The Battlefield Information Collection and Exploitation System (BICES) is integrating its geospatial data and intelligence framework. It's similar military data sharing as SOCOM, but with outside partner nations and allies such as NATO. BICES works to share secure classified information with equal access and information for all partners across organizational "walls."
 
But what's so exciting is the buzz coming out of the conference about real-time problem solving. Once you give people data-rich integrated maps, with more and more data being layered in all the time, they almost immediately begin to ask specific-needs questions against them. 
 
For instance, a power line company was concerned about vegetation growth around its power lines. So we took geospatial images and ran a query of vegetation encroachment over the past three years, specifically in counties where the population is higher than 100,000. It could take an analyst several months to go through the Census data, compare all the images of power lines over three years and go out and inspect the poles. That promise of almost instant answers to what had been time-consuming analysis is a potential game changer. 
 
The GEOINT conference showed just how much of a nexus the geospatial intelligence industry has become in the intelligence community. Geospatial information is valued more than ever.
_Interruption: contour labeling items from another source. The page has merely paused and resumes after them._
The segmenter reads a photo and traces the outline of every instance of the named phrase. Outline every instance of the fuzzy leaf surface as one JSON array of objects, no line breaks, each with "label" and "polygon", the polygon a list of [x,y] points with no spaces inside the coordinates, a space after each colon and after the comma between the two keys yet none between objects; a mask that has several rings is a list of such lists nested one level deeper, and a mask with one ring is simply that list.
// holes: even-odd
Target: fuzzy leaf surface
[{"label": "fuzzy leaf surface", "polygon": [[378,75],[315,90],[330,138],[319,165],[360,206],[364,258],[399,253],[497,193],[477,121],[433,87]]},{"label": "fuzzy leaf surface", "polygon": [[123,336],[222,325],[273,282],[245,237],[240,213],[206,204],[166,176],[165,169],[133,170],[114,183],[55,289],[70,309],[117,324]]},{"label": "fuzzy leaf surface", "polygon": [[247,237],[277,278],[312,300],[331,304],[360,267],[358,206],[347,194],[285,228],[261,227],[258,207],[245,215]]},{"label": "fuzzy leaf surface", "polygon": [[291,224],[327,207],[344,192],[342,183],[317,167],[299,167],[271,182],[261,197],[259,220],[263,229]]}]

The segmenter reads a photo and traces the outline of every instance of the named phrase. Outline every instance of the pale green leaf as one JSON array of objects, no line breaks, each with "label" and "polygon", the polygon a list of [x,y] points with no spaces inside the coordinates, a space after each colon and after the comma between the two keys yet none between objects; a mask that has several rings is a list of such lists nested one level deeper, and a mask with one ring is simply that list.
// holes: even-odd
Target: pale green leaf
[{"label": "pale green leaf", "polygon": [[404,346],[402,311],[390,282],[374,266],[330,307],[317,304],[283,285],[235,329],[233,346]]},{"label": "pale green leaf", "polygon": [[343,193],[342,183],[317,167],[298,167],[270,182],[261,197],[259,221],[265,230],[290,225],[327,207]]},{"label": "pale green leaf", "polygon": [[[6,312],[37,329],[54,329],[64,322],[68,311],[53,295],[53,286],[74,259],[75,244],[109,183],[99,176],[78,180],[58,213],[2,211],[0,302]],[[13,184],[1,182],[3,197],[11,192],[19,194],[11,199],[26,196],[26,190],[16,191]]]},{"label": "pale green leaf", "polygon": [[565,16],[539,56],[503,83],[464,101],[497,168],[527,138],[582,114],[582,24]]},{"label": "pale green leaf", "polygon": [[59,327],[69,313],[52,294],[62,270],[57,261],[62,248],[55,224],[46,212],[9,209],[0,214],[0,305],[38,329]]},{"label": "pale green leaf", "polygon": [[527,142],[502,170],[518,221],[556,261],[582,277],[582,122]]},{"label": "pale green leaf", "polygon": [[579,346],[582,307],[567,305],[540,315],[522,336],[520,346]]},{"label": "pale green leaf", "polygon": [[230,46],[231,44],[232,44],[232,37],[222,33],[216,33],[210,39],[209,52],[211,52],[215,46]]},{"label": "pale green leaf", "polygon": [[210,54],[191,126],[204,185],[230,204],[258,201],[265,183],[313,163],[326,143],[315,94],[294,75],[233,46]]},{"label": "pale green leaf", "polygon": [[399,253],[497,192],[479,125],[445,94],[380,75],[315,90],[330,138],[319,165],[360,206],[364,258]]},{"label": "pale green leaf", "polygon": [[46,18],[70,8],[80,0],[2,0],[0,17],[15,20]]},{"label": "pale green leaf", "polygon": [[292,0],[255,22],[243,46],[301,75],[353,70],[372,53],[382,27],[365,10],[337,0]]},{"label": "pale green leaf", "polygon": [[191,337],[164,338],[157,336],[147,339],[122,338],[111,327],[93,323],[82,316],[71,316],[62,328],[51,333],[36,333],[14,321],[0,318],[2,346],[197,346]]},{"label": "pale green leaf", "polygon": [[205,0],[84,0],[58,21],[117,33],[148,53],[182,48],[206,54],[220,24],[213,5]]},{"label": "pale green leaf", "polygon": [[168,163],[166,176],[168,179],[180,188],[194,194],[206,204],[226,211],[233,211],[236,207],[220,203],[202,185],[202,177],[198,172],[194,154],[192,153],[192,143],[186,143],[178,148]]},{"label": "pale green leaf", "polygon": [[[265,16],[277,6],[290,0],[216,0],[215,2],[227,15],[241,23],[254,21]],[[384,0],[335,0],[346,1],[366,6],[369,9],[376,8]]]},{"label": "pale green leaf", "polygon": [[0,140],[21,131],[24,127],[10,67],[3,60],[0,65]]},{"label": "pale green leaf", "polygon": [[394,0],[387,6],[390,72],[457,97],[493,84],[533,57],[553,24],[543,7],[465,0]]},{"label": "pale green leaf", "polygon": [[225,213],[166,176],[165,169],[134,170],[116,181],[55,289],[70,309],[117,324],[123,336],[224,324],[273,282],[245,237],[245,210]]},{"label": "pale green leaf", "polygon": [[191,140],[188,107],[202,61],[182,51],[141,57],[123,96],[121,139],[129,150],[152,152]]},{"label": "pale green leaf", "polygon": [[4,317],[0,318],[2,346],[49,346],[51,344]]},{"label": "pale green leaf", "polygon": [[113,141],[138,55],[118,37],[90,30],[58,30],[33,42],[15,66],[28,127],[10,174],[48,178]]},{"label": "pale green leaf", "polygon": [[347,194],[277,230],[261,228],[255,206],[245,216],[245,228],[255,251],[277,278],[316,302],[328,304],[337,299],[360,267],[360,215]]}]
That's in part because there is a generation of people, many of whom are now decision makers in the defense and intelligence communities, who grew up with geolocation as a readily available and necessary data point. They expect it as a core part of any data set. But it's also because technology, common geo standards, and mindset changes are now converging.
 
We've moved from seeing geospatial information as a specific specialty to an integrated part of conducting military and intelligence missions. Siloes of information, when it comes to geospatial intelligence, are a thing of the past.
 
2013 was rough for civilian and defense agencies, but there could be a silver lining. Maybe the trials and tribulations of last year - the sequester, government shutdown and budget cutting in the defense industry - have opened us all up to a "new normal." Everyone seems to realize that being wedded to the “way-it's-always-been” engineering practices and stovepipe must be discarded or they risk losing ground to the competition.
 
Director of National Intelligence Gen. James Clapper, and former director of NGA, who gave the GEOINT opening keynote reminded us that geospatial intelligence is the "most transparent of all of our (data) collection endeavors."
 
That also means we are in a great position to leverage the new open-minded thinking emerging in the fed and intelligence sectors. Let's run with it.